GN Bureau | March 12, 2016


#nationalism   #JNURow   #academics   #JNU   #Rohan Murty   #Harvard University Press   #Sheldon Pollock  
A volume from the Murty Classical Library of India
A volume from the Murty Classical Library of India

Sheldon Pollock, a preeminent Indologist who has been facing criticism from Hindutva hardliners and right-leaning academics after he expressed solidarity with the JNU students and teachers facing allegation of antinational activities, has found support from the venerable publisher Harvard University Press (HUP).

Pollock, professor of Sanskrit and South Asian studies at Columbia University, is the general editor of the Murty Classical Library of India, founded by Rohan Narayan Murty, and published by HUP.
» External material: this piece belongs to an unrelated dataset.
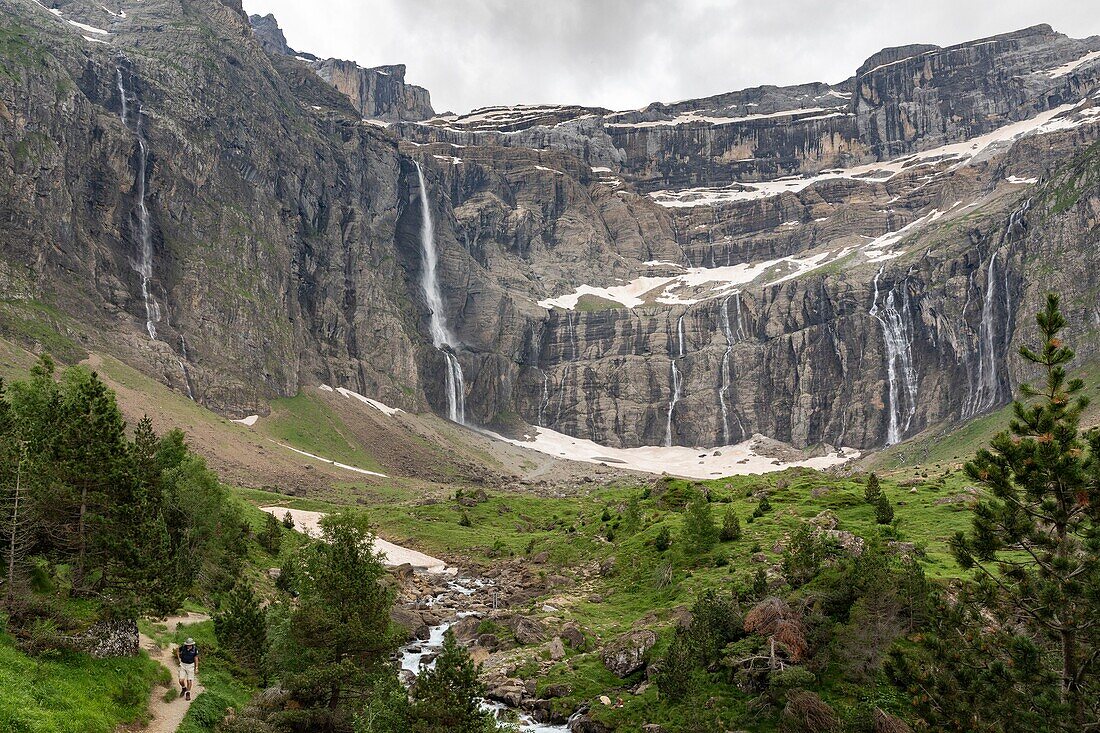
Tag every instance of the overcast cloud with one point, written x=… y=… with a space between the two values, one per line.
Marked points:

HUP, in a blog posting on March 11 titled ‘Cultures of All the Lands’, has noted:

“We’ve been—and we remain—extremely proud of and gratified by our work with Rohan Murty, Sheldon Pollock, and scholars the world over both to invigorate the study of Indic classics in their own right and to facilitate a more capacious understanding of our collective classical tradition. Indeed, none involved see any limit to its potential growth in time.”

Pollock joined scholars and institutions around the world in expressing support to the beleaguered students, faculty and staff of JNU, New Delhi, “who’ve seen their political expression cast as anti-national sedition”. The HUP blog notes that, “Pollock’s action in doing so has been received by some as a political intervention unbefitting his post with the Murty Library, and put forth as evidence that such a project could be properly guided only by Indian scholars themselves. This past weekend Rohan Murty addressed those concerns, reiterating his intention to aggressively counter the crisis he and Pollock saw, and his willingness to work alongside any honest scholars who shared that goal.”

Further, the blog post also recalls Pollock’s famous essay, Crisis in the Classics, and quotes at length from it:

“India is confronting a calamitous endangerment of its classic knowledge, and India today may have reached the point the rest of the world will reach tomorrow. This form of knowledge, under the sign of a critical classicism, must be recovered and strengthened not for the mere satisfaction of those outside of India who cultivate the study of its past but for the good of the people of India themselves. I may not have ready to hand an institutional solution to the crisis in the classics, but I remain hopeful that one can be found. Achieving this solution will require a collective public conversation on the problem—and the conversation must be insistent and loud.”